Ponder this as you sip your Sunday morning coffee: Mortgage bankers think “something really bad is going to happen.” That’s the view of Jeff Lebowitz, the founder of Mortech, which conducts research for the mortgage industry. The Chester, Conn., company’s study queried 330 mortgage banking executives before the war in Iraq and found them increasingly and persistently pessimistic, even during this boom time.
How booming?

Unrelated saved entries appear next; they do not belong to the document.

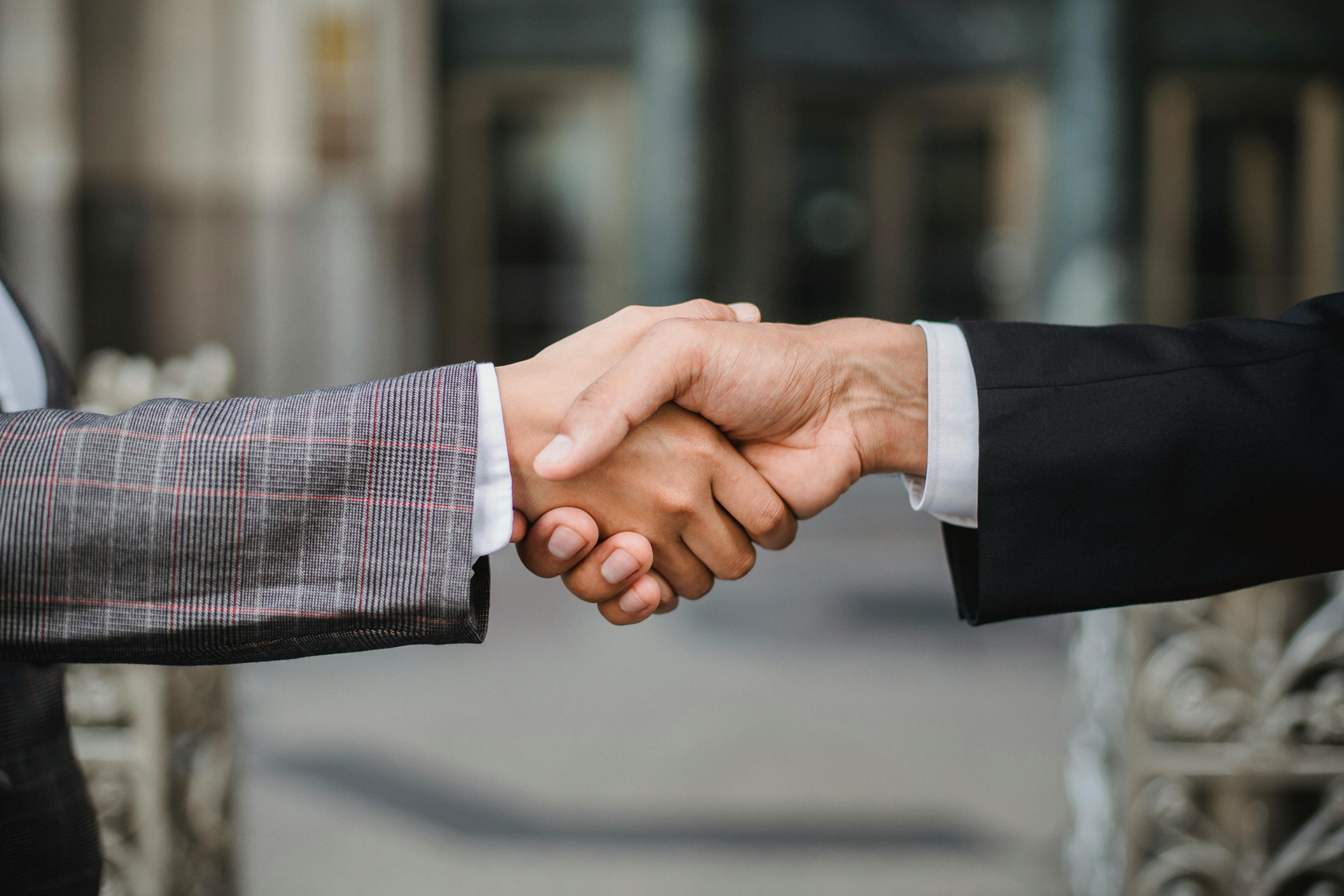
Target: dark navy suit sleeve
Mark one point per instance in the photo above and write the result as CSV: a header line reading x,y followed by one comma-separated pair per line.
x,y
1139,464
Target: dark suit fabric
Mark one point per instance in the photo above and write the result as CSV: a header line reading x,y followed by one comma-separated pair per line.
x,y
1140,464
49,832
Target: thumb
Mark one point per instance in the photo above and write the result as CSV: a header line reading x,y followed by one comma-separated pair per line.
x,y
660,368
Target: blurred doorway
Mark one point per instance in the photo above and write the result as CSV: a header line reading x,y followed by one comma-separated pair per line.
x,y
1243,186
538,207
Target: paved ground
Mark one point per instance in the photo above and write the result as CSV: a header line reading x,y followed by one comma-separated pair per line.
x,y
823,727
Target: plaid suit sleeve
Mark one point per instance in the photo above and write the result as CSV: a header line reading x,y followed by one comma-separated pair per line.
x,y
244,530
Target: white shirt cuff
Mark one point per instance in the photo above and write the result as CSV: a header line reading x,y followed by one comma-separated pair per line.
x,y
492,512
951,488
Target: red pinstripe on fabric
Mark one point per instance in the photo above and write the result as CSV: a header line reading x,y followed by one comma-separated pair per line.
x,y
433,481
46,530
227,493
238,522
176,514
213,437
369,493
273,545
219,609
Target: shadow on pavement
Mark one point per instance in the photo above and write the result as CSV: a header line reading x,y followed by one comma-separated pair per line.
x,y
470,812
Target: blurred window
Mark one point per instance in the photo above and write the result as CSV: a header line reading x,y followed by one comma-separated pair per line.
x,y
952,225
343,80
1243,198
538,244
830,216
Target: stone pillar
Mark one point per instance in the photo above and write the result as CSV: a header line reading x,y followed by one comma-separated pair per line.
x,y
38,164
670,58
1086,262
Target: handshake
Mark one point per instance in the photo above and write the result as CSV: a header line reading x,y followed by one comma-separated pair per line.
x,y
654,450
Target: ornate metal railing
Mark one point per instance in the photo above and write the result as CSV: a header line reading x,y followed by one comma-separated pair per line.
x,y
1209,754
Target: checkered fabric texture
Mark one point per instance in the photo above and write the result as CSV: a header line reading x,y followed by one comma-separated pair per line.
x,y
244,530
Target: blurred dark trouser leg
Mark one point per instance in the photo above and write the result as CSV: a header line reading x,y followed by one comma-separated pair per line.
x,y
49,833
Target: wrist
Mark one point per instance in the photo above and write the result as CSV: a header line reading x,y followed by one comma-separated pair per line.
x,y
527,425
886,394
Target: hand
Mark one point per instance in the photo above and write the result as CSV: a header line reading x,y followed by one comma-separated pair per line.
x,y
811,407
561,543
667,482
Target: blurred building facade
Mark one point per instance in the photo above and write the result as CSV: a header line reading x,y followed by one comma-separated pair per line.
x,y
347,188
342,190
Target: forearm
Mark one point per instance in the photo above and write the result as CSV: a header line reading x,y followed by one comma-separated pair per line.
x,y
1139,464
244,530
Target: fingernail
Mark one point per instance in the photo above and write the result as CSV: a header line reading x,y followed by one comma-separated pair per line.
x,y
620,567
565,543
556,450
632,602
746,312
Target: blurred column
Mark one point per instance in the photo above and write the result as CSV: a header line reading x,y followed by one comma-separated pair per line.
x,y
38,159
1322,199
1085,255
670,57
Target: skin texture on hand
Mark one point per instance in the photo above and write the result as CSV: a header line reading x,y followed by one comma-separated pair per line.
x,y
811,407
676,481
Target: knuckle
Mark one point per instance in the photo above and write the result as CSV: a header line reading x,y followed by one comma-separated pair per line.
x,y
739,564
679,501
698,587
771,517
582,589
704,308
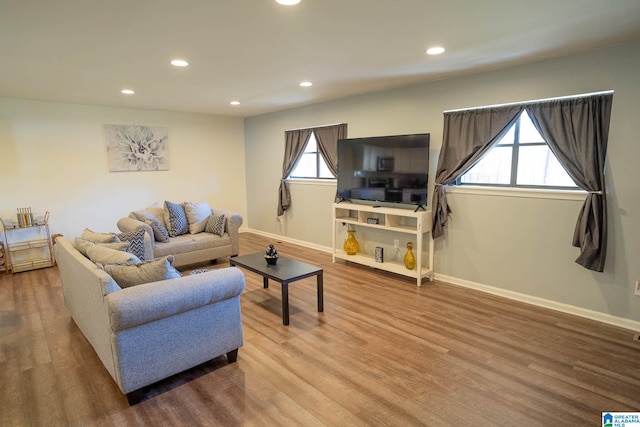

Two weeks ago, Lebowitz delivered his assessment to a mortgage industry meeting, a trade group announced that the number of applications to refinance home loans had shot up astronomically, again, to a new record.
“Even though business has been good for three years, there has been a deterioration in confidence,” Lebowitz said. “We’ve seen a steady decline of lenders who think that business is going to grow and grow profitably.... We have not seen that level of distress in their attitudes before.”
Even as Lebowitz released his study earlier this month, the mortgage business was digesting a growing chorus of utterances, including one from Federal Reserve Chairman Alan Greenspan, that America’s long-running refi madness was about over.
But the attitudes in Lebowitz’s survey don’t necessarily mean bad days ahead for housing, maybe just bad days for mortgage firms, which have mushroomed in the last three years. Lebowitz sees the business becoming leaner, meaner and more competitive.
“We asked lenders what their strategy is going to be,” he said. “We got a sharp jump in the number of lenders who are going to focus on increasing their share of mortgage originations.” Some of them might underprice their first mortgage loans in order to get a piece of a shrinking pie, he explained.
It’s good news, bad news. “They’re going to be developing a competitive environment that might be good for consumers,” Lebowitz said. “On the other hand, it might be deadly for lenders.”